The statue is believed to be the first of Lincoln to be placed in any of the 11 former Confederate states, and it sparked Bowling to lead a protest at the nearby gravesite of Jefferson Davis, leader of the Confederacy.

A total of about 150 protesters demonstrated at two separate sites, many of them waving Confederate flags.

“It’s like putting a statue of (Gen. Robert E.) Lee in Illinois, for God’s sake,” said Claudette Waddell, 65, of Plant City, Fla., who came up for today’s parade in celebration of Confederate history.

But Lincoln scholars contend that the statue depicts a side of Lincoln that deserves commemoration.

“I’m convinced that he came to Richmond not as a divisive force, but as a healing force,” said Ronald C. White Jr., author of “Lincoln’s Greatest Speech: The Second Inaugural.”
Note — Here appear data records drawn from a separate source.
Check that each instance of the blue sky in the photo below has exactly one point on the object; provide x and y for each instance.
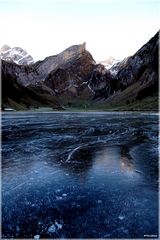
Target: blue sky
(115, 28)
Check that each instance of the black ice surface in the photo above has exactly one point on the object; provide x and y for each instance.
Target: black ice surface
(79, 175)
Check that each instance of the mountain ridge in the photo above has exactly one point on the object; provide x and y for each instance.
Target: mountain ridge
(74, 76)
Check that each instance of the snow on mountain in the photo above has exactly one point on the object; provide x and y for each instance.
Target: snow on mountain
(16, 54)
(108, 63)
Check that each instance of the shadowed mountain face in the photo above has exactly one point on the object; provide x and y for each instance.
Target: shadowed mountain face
(73, 75)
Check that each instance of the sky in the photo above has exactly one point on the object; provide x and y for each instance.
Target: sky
(116, 28)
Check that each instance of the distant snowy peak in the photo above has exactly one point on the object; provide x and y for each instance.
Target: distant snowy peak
(109, 62)
(16, 54)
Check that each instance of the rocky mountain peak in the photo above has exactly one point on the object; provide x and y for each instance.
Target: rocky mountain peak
(16, 55)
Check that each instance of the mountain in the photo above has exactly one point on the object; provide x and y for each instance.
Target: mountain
(61, 76)
(16, 55)
(73, 78)
(136, 77)
(109, 62)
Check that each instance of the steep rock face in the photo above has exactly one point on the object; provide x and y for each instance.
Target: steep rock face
(73, 76)
(142, 67)
(20, 97)
(64, 74)
(16, 55)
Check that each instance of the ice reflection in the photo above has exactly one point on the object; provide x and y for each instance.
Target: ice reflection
(92, 174)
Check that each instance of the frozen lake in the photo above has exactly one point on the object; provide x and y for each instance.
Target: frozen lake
(79, 175)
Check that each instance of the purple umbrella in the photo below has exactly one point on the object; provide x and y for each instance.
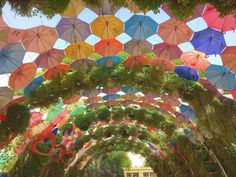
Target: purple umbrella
(209, 41)
(73, 30)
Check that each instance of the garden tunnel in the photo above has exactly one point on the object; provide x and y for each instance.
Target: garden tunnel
(107, 77)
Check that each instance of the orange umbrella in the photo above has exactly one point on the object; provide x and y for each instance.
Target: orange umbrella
(174, 32)
(229, 58)
(164, 64)
(39, 39)
(79, 50)
(108, 47)
(22, 76)
(50, 58)
(138, 47)
(135, 61)
(195, 59)
(56, 70)
(74, 8)
(107, 27)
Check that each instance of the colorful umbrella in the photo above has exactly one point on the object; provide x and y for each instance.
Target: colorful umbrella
(83, 64)
(11, 56)
(74, 8)
(209, 41)
(164, 64)
(50, 58)
(195, 59)
(79, 50)
(174, 32)
(140, 27)
(107, 27)
(34, 84)
(167, 51)
(109, 61)
(213, 19)
(73, 30)
(22, 76)
(221, 77)
(108, 47)
(187, 111)
(56, 70)
(187, 72)
(6, 95)
(135, 61)
(229, 58)
(39, 39)
(138, 47)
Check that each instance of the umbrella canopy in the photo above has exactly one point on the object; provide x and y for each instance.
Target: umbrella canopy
(135, 61)
(34, 84)
(108, 47)
(11, 56)
(6, 95)
(73, 30)
(187, 72)
(221, 77)
(174, 32)
(209, 41)
(79, 50)
(164, 64)
(140, 27)
(22, 76)
(229, 58)
(109, 61)
(138, 47)
(167, 51)
(187, 111)
(195, 59)
(39, 39)
(50, 58)
(83, 64)
(107, 27)
(213, 19)
(74, 8)
(4, 31)
(56, 70)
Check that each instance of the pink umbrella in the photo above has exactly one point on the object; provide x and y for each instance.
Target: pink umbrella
(39, 39)
(195, 59)
(213, 19)
(50, 58)
(167, 51)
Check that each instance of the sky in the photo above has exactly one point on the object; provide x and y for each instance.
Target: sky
(16, 21)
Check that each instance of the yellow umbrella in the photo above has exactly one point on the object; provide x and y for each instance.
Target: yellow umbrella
(79, 50)
(107, 27)
(74, 8)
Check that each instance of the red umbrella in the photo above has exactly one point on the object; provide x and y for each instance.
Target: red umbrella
(167, 51)
(108, 47)
(50, 58)
(39, 39)
(174, 32)
(56, 70)
(213, 19)
(22, 76)
(135, 61)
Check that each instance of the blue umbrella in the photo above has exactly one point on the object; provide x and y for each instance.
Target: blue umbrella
(209, 41)
(34, 84)
(140, 27)
(109, 61)
(187, 72)
(11, 57)
(187, 111)
(221, 77)
(111, 97)
(129, 90)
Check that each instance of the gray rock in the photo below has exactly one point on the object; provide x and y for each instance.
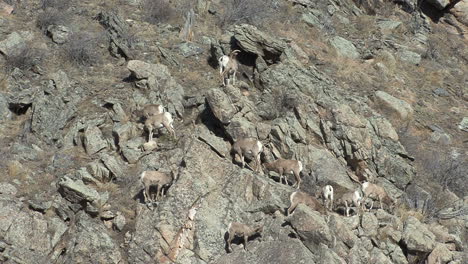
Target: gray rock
(440, 254)
(252, 40)
(119, 222)
(50, 116)
(15, 43)
(7, 189)
(344, 47)
(311, 227)
(274, 252)
(218, 144)
(369, 224)
(119, 33)
(464, 124)
(158, 79)
(93, 140)
(114, 165)
(417, 237)
(188, 49)
(441, 92)
(92, 242)
(77, 191)
(59, 34)
(5, 113)
(439, 4)
(394, 108)
(220, 105)
(342, 231)
(385, 24)
(409, 56)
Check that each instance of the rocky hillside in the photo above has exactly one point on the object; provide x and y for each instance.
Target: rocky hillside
(357, 91)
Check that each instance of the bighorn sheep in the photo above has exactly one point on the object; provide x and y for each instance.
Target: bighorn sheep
(223, 61)
(158, 179)
(159, 121)
(152, 109)
(374, 191)
(327, 195)
(236, 229)
(350, 198)
(299, 197)
(250, 146)
(282, 166)
(231, 68)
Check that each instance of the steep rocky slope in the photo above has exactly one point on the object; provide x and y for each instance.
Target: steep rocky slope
(357, 91)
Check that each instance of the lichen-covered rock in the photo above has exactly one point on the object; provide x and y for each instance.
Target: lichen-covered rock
(77, 191)
(417, 237)
(93, 140)
(220, 105)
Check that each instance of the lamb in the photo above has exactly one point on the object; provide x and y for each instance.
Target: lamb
(152, 109)
(159, 121)
(231, 68)
(299, 197)
(236, 229)
(250, 146)
(158, 179)
(350, 198)
(286, 166)
(374, 191)
(327, 195)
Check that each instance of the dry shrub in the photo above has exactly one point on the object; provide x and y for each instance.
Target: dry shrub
(82, 48)
(157, 11)
(51, 17)
(56, 4)
(246, 11)
(25, 60)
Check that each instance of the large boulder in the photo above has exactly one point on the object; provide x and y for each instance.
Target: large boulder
(417, 237)
(220, 105)
(311, 227)
(15, 43)
(393, 108)
(344, 47)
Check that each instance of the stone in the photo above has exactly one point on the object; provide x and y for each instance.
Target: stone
(7, 189)
(344, 47)
(119, 221)
(59, 34)
(93, 140)
(441, 92)
(76, 191)
(369, 224)
(150, 146)
(417, 236)
(439, 4)
(188, 49)
(409, 56)
(395, 109)
(220, 105)
(5, 113)
(342, 231)
(463, 124)
(440, 254)
(15, 43)
(311, 227)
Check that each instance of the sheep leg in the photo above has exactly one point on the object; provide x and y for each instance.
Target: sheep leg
(347, 209)
(231, 237)
(298, 180)
(145, 194)
(158, 192)
(245, 242)
(291, 208)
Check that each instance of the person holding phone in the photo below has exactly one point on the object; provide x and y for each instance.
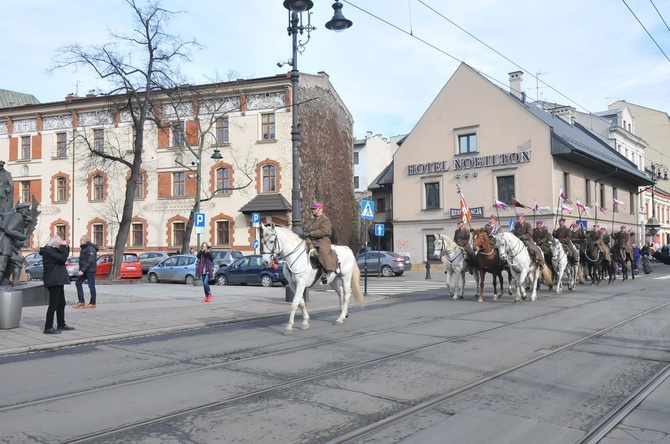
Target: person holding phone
(205, 269)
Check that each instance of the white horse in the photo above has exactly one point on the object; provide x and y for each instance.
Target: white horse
(563, 265)
(282, 243)
(513, 250)
(453, 257)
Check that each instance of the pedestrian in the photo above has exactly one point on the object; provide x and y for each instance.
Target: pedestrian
(637, 256)
(54, 255)
(659, 256)
(88, 265)
(205, 269)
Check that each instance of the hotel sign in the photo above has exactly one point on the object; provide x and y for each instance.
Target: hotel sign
(467, 163)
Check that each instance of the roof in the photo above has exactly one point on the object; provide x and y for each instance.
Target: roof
(577, 144)
(10, 99)
(266, 202)
(385, 178)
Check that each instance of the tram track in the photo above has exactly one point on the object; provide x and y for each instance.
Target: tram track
(356, 435)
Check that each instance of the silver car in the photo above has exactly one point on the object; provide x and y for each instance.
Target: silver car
(177, 268)
(385, 263)
(150, 258)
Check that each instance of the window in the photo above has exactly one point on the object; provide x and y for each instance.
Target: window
(25, 147)
(505, 188)
(137, 235)
(268, 126)
(25, 191)
(381, 205)
(98, 232)
(178, 233)
(467, 143)
(432, 195)
(178, 138)
(223, 181)
(269, 179)
(430, 248)
(99, 140)
(139, 188)
(178, 184)
(222, 130)
(222, 232)
(61, 189)
(61, 145)
(60, 232)
(98, 187)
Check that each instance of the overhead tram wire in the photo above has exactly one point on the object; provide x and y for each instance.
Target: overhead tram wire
(645, 29)
(659, 14)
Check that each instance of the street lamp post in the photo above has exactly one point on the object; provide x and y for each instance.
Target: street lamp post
(657, 173)
(295, 27)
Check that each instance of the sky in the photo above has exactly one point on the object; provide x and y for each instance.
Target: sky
(394, 60)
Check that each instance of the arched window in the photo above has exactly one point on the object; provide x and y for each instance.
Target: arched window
(269, 179)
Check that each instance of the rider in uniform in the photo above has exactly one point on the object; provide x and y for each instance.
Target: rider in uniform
(622, 237)
(319, 231)
(542, 238)
(564, 236)
(462, 239)
(491, 228)
(524, 231)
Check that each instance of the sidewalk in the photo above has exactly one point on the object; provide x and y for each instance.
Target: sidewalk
(132, 310)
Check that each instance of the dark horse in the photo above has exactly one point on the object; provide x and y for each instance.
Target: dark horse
(621, 255)
(487, 260)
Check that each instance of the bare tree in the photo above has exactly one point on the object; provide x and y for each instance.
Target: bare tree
(139, 66)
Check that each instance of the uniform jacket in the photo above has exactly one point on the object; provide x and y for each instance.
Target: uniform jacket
(88, 258)
(54, 260)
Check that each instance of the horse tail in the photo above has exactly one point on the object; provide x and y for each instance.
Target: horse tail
(546, 274)
(356, 285)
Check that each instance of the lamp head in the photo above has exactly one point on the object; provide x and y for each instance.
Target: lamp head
(338, 23)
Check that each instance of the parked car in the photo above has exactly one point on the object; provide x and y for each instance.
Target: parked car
(31, 258)
(250, 270)
(35, 270)
(72, 266)
(150, 258)
(130, 266)
(223, 258)
(385, 262)
(177, 268)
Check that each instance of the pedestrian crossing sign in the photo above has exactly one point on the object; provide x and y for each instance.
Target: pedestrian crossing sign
(367, 209)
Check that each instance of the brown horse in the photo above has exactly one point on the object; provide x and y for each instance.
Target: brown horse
(488, 261)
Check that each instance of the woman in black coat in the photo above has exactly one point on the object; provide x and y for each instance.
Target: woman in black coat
(54, 255)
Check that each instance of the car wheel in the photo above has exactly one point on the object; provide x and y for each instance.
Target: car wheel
(266, 281)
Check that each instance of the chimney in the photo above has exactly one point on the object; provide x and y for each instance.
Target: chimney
(516, 85)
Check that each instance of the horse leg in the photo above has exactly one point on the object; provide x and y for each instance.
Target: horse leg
(343, 290)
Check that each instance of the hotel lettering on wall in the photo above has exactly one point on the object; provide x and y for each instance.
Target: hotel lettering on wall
(475, 211)
(471, 162)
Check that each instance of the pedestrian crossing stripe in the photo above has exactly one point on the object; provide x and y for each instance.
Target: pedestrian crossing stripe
(367, 211)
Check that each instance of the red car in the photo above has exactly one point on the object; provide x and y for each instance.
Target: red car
(131, 268)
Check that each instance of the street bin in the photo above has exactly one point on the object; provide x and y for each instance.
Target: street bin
(11, 307)
(289, 294)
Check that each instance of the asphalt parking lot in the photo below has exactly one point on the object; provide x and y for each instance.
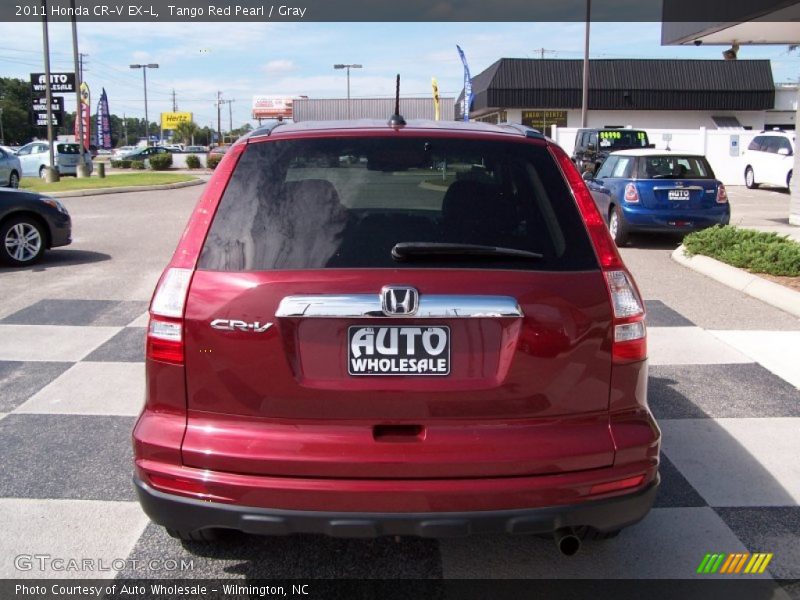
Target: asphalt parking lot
(723, 385)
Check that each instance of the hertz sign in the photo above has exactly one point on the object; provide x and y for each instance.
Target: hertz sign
(171, 120)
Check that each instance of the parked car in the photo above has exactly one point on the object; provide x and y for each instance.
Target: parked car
(29, 224)
(122, 150)
(657, 190)
(769, 159)
(592, 146)
(144, 153)
(35, 158)
(391, 358)
(10, 168)
(219, 150)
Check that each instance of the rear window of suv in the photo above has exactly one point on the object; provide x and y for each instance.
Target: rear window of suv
(345, 202)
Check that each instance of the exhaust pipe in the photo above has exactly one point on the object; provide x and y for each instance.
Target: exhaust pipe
(568, 543)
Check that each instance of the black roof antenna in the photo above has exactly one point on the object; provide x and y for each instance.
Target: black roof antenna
(397, 120)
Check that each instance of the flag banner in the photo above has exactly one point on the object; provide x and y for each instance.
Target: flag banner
(103, 122)
(467, 85)
(435, 85)
(84, 112)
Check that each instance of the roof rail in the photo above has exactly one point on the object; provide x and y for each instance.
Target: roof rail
(524, 130)
(265, 130)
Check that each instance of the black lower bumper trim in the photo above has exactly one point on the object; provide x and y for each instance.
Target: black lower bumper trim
(187, 514)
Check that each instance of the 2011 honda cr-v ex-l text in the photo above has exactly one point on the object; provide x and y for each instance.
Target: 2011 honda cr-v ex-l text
(417, 328)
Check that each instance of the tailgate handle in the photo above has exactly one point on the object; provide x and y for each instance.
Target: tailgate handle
(398, 433)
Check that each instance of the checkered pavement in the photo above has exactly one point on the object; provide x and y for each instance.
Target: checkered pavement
(72, 382)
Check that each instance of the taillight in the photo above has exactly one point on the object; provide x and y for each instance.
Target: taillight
(165, 331)
(630, 335)
(722, 194)
(631, 194)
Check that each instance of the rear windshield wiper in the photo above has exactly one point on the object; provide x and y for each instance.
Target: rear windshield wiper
(411, 250)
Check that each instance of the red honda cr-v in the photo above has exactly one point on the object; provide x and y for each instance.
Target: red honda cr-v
(396, 329)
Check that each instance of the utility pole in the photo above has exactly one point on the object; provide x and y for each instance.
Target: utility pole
(51, 175)
(81, 170)
(230, 112)
(81, 56)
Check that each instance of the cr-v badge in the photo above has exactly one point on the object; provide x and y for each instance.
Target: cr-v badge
(235, 325)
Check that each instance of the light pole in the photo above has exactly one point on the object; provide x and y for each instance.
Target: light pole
(144, 75)
(348, 67)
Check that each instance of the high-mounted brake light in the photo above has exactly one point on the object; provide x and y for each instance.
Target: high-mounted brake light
(722, 194)
(631, 194)
(165, 331)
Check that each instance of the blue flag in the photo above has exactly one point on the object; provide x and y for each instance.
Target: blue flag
(103, 122)
(467, 85)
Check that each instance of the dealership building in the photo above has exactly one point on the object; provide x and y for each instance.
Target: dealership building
(646, 93)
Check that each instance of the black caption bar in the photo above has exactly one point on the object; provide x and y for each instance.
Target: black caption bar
(708, 11)
(427, 589)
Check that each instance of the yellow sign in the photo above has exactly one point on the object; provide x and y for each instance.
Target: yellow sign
(170, 120)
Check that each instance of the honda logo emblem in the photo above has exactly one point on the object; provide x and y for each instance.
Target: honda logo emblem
(399, 300)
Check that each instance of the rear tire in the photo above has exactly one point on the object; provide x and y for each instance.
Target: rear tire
(202, 535)
(750, 178)
(618, 227)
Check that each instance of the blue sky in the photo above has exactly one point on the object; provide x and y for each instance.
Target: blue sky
(244, 59)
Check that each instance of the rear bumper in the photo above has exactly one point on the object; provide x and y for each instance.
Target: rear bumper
(189, 514)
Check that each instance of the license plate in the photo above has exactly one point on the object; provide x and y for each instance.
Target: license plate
(398, 350)
(678, 194)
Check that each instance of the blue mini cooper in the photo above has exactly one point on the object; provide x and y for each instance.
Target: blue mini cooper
(657, 190)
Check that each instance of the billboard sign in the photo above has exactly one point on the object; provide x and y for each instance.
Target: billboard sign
(171, 120)
(272, 107)
(59, 83)
(39, 111)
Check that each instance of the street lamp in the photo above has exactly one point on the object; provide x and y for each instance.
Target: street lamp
(144, 75)
(348, 67)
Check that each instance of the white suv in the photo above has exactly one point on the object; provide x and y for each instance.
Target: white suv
(769, 159)
(35, 157)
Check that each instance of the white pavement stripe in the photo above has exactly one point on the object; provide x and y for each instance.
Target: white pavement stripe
(737, 462)
(689, 346)
(51, 342)
(777, 351)
(98, 532)
(92, 388)
(668, 544)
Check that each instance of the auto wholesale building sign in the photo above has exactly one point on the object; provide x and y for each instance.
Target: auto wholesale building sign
(272, 107)
(59, 83)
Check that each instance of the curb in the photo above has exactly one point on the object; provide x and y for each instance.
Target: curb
(767, 291)
(127, 188)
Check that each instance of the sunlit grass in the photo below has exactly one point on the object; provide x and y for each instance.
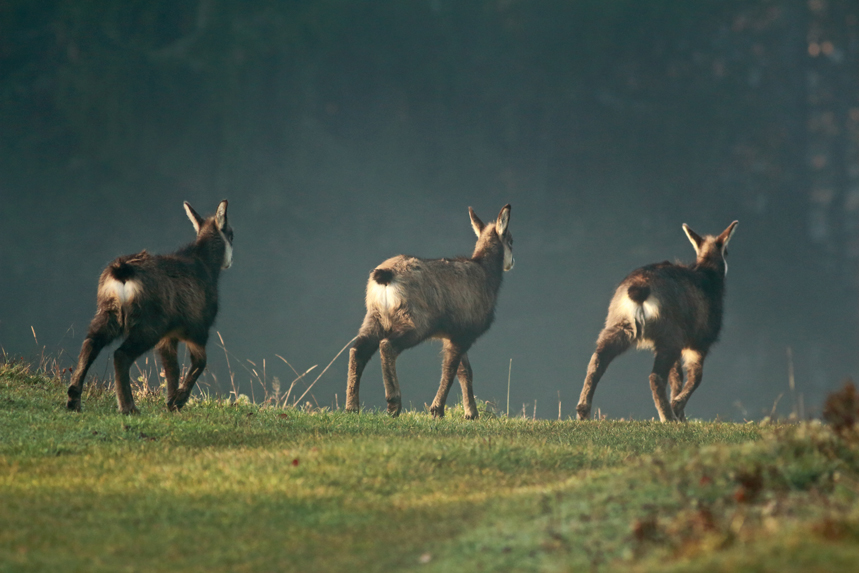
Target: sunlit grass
(240, 487)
The unveiling of the statue Saturday was the culmination of a 20-year dream for Robert Kline, a native of Dixon, Ill., which has its own Lincoln statue. Kline, chairman of the U.S. Historical Society, said, “my roots told me we ought to have statue of Lincoln in Richmond.”

The sculptor, David Frech of New York, also has Illinois roots. Frech grew up in the northwest Chicago suburbs and said his grandfather had a strong admiration of Lincoln.

Both Kline and Frech said they were surprised by the furor that the statue has generated in some corners.

“I don’t think any of us had been prepared for the controversy,” Frech said. “I grew up in the Midwest. I had no idea these feelings still existed.”

The U.S. Historical Society is raising funds to pay for the $250,000 statue by selling miniature bronze copies at $875 apiece. But even that has generated objections from opponents alleging violations of state laws, which officials said later were disproven.

The statue is located at an old Civil War cannon factory.

Cynthia MacLeod, of the National Park Service, said, “Explaining history from a variety of angles makes it not only more interesting, but also more true.”